A Python script with Scopus and PubMed APIs built in to give you an overview of the most salient research in your search term, including:
- Article's per year
- Article subtypes
- Citation Counts
- Citation Index (citations per year)
- Author h-index
- Journal publications
- Article country of origin
-
Download this repository's Latest Release and navigate Terminal to the downloaded file:
cd Downloads unzip pyresearch-master.zip cd pyresearch-master
-
Install all the python module requirements by using the command:
sudo pip install -r requirements.txt
-
Setup your
config.txt
file with your email address in the first line (required by PubMed's API). And the second line with your Scopus API key. For example:[email protected] b3a71de2bde04544495881ed9d2f9c5b
Please note that your API key must have access to the Citations Overview API. You may be required to contact Elsevier Developers to grant your API key access, for which you will need to explain your use case.
Open Terminal and go to the folder where you unziped the files in step 1. This can be achieved by typing the cd
command and dragging the unziped file.
Then use the command line with python pyresearch
for the search with the argument-s OR --search "Search Term Here"
:
For example a search for the articles on Focused Ultrasound in the Brain could be achived with:
python pyresearch.py -s "Focused Ultrasound AND Brain"
-s or --search
is used for your search query.
-f or --force
is used to add all PubMed articles, even if they are not indexed in Scopus
The script will go through its various steps and let you know the progress. When it is complete it will save an excel document into the same directory as the script.

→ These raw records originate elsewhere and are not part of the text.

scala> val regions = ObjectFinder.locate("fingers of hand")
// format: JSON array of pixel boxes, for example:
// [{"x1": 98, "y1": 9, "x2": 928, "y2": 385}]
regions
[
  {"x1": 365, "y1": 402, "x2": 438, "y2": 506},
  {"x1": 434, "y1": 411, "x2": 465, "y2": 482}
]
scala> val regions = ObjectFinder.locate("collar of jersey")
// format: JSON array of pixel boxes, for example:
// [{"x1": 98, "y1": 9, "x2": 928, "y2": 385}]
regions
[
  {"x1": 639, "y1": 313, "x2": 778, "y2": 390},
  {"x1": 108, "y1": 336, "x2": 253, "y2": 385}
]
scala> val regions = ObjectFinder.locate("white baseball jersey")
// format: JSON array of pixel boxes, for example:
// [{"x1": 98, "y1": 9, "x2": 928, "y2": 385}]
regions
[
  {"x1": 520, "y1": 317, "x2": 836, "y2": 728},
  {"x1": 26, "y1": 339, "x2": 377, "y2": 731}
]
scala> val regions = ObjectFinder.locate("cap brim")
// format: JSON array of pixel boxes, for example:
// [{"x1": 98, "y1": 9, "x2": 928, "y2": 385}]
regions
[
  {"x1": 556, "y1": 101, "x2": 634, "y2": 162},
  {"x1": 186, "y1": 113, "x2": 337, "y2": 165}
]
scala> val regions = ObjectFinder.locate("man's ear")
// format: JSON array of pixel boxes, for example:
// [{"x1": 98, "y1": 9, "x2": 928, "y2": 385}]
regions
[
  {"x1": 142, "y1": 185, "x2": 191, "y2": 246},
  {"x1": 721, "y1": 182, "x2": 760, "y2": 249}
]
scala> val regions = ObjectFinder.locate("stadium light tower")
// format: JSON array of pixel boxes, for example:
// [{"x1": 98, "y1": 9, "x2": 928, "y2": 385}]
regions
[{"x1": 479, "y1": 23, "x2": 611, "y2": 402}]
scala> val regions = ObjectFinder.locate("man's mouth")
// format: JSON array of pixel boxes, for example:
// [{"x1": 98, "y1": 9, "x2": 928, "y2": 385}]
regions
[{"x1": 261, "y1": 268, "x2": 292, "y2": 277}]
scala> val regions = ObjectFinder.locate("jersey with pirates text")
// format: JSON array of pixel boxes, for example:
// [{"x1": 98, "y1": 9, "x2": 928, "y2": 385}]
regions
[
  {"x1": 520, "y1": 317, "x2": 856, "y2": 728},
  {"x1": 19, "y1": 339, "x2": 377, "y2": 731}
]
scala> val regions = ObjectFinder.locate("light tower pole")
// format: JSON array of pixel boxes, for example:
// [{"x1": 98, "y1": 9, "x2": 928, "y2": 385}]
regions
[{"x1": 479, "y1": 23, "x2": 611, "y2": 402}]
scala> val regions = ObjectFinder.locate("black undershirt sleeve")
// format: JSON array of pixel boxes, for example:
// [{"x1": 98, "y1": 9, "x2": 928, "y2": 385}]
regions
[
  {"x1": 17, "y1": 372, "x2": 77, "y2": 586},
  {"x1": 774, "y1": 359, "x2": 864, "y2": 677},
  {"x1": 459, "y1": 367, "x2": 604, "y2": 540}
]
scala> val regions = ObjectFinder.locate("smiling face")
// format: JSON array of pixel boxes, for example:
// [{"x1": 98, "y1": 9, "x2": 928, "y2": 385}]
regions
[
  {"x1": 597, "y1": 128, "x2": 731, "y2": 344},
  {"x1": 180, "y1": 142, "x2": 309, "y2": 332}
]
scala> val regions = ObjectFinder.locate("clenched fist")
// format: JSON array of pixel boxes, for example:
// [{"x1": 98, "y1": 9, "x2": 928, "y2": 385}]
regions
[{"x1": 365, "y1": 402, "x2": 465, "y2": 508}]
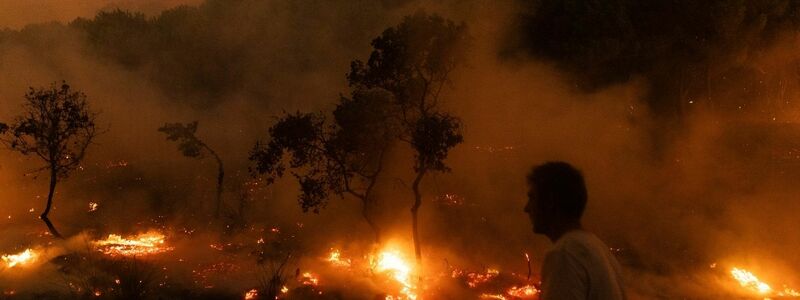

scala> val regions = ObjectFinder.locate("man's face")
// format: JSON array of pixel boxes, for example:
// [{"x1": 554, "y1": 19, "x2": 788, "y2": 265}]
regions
[{"x1": 525, "y1": 185, "x2": 551, "y2": 234}]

Note it takes about 1 minute per 300 results, you can cancel the script at any time with CTRL + C
.
Once the general search is complete, you are able to do subsection searches by narrowing your original search term. The great benefit of this subsearch is that it reuses the data saved locally (*.npy file) which will make the search much faster. The articles found matching your query will be added as an extra worksheet onto the original excel file. Additionally, more detailed information about the subsearch (authors, journals etc.) will be outputed to the folder subsections
.
For example, if I wanted to find all the articles based on Focused Ultrasound in the Brain for Essential Tremor I would use the following command:
python pyresearch_subsection.py -s "Focused Ultrasound AND Brain AND Essential Tremor" -t "Essential Tremor" -i "data-2016-08-23"
-s or --search
is used for your search query.
-t or --title
is used for the worksheet title in your excel file and for the name of the ouput excel file in the subsections folder.
-i or --input
is used for the filename of your *.xlsx
file and your *.npy
note they must share the same name. The inital pyresearch script outputs these files, however note if you rename only one then the subsection script will not work.
If you get an error such as:
Error: Exceeds the maximum number allowed for the service level and/or view
OR
Error: APIKey 123456789abcdef with IP address 100.100.100.80 is unrecognized or has insufficient privileges for access to this resource
Double check that you have access to Scopus. You can try this directly on the dev.elsevier.com website.